经过这段时日的相处,难道她会认不出自己的女儿吗?
虽然,顾清浅的确是变了,可她变得强大了,变得不会再受人欺负,这样的顾清浅让她这个做母亲的感到骄傲!
一个人若是勤奋向上,想要在短短数日之内练就一身武功,也不是没有可能!
何况,顾清浅还是顾苏城的女儿,骨子里自然流着顾苏城的血,这只能够证明,她是有天赋的!
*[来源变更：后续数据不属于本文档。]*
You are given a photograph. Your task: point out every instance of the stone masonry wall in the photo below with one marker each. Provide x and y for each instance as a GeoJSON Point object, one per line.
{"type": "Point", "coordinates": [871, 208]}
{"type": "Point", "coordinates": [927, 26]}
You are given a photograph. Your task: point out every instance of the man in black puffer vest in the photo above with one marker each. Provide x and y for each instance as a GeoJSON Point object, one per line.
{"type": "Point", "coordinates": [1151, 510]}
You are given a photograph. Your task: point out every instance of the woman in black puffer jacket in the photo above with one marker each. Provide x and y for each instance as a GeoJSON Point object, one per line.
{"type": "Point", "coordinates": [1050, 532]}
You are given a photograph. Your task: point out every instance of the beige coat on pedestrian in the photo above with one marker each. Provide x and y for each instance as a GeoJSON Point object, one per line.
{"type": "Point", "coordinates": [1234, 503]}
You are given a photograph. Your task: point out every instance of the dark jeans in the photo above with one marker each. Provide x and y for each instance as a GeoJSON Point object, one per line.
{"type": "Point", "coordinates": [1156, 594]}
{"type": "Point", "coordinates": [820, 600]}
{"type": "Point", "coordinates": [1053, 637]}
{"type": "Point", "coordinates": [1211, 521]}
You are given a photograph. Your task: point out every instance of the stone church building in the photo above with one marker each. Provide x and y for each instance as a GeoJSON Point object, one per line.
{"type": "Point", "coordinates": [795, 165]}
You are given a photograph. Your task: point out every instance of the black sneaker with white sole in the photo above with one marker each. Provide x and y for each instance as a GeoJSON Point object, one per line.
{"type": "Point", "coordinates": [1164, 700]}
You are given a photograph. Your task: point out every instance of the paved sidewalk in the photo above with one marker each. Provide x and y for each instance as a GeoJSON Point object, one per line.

如今,夏清荷无条件的信任让顾清浅很是感动,这大概就是母爱了吧?
只有她的母亲,爱她的人,才会选择相信她。
哪怕现在所有的不利都指向她,可她,却不是那么轻易就会被打倒的!
顾清浅轻拍了拍夏清荷的手背,给了她一记放心的眼神,眼下,顾苏城只是坐在那儿什么话也没说,这就说明,父亲对她还是有所信任的,只是在等着她开口。
等了那么久,她等的就是这一刻。
顾清浅定睛看着男子,朝他走了几步,男子却被吓得连连后退,可顾清浅却走到他面前,蹲下身来,近距离的让他看着自己。
顾清浅用手指了指自己的脸,“你说我不是顾清浅,好,那我就让你看看,我有没有戴什么人皮面具。”
说着,顾清浅用手捏了捏自己的脸,她的皮肤本就白皙,细嫩,如今这么一捏,立即红了一片。
男子的眼神有些闪躲,不敢正视顾清浅。
“你看,我没有戴人皮面具,说明我人就长这样。”说话间,顾清浅从地上站了起来,“这世上,可能会有相似的人,可这一模一样的脸你又如何解释?不可能,是我娘当初生我时是个双生子,只不过有一个夭折了所以给埋了吧?”
说到这儿,顾清浅还回头看着夏清荷,问道:“娘,您当初生我的时候,可是双生子?”
夏清荷摇头。
顾清浅面无表情的转回头,站在男子面前,居高临下的看着他,“你说的这些,的确是编得不错,整体连贯,就像是事先写好的一样,而你只需要背下来就行。”
男子脸上的表情一僵!
“没有漏洞,才最为可疑。”顾清浅又补充了一句。
男子脸色又是一变。
“先说我与你的关系吧,你说你是我相公,咱俩已经有了夫妻之实,以及我后背上的那块胎记。那你知道,我后背上的胎记长什么样子吗?是像星星,还是像月亮?又或者,像是一朵花?”顾清浅仔仔细细的看着男子,却发现他根本就不敢看自己,不禁勾唇一笑,“我问你,你对我喜欢到什么程度了?或者说,你爱我吗?”
袁思瑶一怔,她何曾想到,顾清浅竟会如此不知羞耻,当着他们的面问出这样的话来?
这,这哪有大家闺秀该有的矜持与羞涩?
可如今,她却不能够站出来说什么,因为她一旦说了,那就是站在男子那边,就暴露了自己。